Тут председатель вступился и осадил увлекшегося, попросив его не преувеличивать, оставаться в должных границах, и пр., и пр., как обыкновенно говорят в таких случаях председатели. Да и зала была неспокойна. Публика шевелилась, даже восклицала в негодованиии. Фетюкович даже и не возражал, он взошел только чтобы, приложив руку к сердцу, обиженным голосом проговорить несколько слов, полных достоинства. Он слегка только и насмешливо опять коснулся "романов" и "психологии" и к слову ввернул в одном месте: "Юпитер, ты сердишься, стало быть ты не прав", - чем вызвал одобрительный и многочисленный смешок в публике, ибо Ипполит Кириллович уже совсем был не похож на Юпитера. Затем на обвинение, что будто он разрешает молодому поколению убивать отцов, Фетюкович с глубоким достоинством заметил, что и возражать не станет. На счет же "Христова лжеподобия" и того, что он не удостоил назвать Христа богом, а назвал лишь "распятым человеколюбцем", что "противно де православию и не могло быть высказано с трибуны истины и здравых понятий" - Фетюкович намекнул на "инсинуацию" и на то, что, собираясь сюда, он по крайней мере рассчитывал, что здешняя трибуна обеспечена от обвинений, "опасных для моей личности, как гражданина и верноподданного"... Но при этих словах председатель осадил и его, и Фетюкович, поклонясь, закончил свой ответ, провожаемый всеобщим одобрительным говором залы. Ипполит же Кириллович, по мнению наших дам, был "раздавлен на веки".

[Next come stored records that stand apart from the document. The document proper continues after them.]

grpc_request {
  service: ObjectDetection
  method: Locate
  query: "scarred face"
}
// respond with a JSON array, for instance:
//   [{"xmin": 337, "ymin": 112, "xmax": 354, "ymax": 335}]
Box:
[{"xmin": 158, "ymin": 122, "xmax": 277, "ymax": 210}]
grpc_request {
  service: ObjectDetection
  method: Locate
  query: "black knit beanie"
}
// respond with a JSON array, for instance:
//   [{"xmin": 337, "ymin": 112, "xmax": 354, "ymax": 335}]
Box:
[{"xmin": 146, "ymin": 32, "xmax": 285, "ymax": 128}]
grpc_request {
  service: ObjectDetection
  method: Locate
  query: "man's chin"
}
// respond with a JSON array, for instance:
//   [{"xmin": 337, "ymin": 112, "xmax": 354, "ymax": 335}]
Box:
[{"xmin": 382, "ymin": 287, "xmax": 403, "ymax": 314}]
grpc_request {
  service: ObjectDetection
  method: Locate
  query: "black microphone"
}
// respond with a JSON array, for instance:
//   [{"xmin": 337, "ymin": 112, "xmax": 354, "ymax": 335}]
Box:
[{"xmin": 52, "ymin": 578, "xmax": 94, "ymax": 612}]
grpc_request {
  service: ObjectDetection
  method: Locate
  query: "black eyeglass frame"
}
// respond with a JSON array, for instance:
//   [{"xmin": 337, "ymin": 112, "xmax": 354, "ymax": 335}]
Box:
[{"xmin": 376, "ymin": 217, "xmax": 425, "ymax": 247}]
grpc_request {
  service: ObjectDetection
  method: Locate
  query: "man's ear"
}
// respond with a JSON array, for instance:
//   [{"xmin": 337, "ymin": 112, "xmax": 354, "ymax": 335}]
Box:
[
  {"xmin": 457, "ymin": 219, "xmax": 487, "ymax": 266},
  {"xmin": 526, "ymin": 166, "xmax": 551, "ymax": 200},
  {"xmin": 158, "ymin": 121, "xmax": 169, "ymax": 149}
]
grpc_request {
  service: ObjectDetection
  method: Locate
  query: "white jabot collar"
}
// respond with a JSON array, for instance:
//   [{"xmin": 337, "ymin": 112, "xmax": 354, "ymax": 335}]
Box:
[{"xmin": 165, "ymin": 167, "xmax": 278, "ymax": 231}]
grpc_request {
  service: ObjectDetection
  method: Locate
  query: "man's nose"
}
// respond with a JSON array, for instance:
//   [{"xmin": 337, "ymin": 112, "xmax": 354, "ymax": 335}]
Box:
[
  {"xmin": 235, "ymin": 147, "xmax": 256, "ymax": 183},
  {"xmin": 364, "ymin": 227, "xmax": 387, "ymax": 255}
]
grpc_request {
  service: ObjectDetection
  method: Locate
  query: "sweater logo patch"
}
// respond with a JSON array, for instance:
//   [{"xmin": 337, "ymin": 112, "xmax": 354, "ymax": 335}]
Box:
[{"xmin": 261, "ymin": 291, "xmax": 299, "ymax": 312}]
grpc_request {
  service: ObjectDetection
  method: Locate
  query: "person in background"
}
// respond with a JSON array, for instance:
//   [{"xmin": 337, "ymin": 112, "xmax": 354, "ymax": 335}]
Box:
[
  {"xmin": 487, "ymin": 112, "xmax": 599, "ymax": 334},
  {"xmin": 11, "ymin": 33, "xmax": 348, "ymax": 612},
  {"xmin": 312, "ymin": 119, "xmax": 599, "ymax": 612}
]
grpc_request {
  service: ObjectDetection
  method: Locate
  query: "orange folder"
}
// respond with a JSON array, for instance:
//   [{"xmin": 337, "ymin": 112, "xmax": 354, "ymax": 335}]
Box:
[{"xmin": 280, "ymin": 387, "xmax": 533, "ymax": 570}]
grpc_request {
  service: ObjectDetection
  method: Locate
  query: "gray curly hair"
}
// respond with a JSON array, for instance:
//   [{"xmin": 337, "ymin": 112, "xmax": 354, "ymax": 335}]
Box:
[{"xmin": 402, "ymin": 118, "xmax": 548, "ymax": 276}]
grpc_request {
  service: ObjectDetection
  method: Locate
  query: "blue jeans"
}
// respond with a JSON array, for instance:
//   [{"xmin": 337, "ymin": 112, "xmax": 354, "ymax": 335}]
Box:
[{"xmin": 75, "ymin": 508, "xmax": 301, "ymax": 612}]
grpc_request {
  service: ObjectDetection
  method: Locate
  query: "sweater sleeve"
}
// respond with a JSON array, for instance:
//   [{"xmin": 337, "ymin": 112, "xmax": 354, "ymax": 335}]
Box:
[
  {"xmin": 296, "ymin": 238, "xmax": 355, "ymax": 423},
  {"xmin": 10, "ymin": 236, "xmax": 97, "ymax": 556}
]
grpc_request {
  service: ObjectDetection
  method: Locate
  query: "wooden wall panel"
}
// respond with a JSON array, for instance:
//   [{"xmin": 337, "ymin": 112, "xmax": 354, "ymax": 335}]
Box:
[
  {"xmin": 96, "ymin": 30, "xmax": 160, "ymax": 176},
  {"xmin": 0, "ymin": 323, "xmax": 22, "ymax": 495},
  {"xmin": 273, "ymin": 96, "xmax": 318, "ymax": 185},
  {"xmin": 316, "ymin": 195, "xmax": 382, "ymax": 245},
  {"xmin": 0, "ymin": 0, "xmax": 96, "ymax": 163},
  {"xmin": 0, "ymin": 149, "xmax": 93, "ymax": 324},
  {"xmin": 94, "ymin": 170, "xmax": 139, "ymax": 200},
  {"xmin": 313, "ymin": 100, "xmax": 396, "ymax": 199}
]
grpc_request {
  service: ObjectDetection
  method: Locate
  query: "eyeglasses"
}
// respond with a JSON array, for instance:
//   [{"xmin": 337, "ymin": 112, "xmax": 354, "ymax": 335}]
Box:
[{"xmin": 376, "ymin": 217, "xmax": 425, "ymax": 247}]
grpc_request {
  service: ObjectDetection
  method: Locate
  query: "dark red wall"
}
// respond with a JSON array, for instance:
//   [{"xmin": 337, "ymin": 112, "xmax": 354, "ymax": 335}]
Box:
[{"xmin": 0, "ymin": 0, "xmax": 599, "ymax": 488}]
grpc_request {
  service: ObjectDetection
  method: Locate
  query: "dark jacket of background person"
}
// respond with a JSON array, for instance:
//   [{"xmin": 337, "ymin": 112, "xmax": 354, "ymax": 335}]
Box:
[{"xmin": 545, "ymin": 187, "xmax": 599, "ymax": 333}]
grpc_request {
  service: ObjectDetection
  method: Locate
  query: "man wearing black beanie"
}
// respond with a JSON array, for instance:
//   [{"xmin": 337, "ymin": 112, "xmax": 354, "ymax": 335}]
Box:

Затем предоставлено было слово самому подсудимому. Митя встал, но сказал немного. Он был страшно утомлен и телесно, и духовно. Вид независимости и силы, с которым он появился утром в залу, почти исчез. Он как будто что-то пережил в этот день на всю жизнь, научившее и вразумившее его чему-то очень важному, чего он прежде не понимал. Голос его ослабел, он уже не кричал как давеча. В словах его послышалось что-то новое, смирившееся, побежденное и приникшее.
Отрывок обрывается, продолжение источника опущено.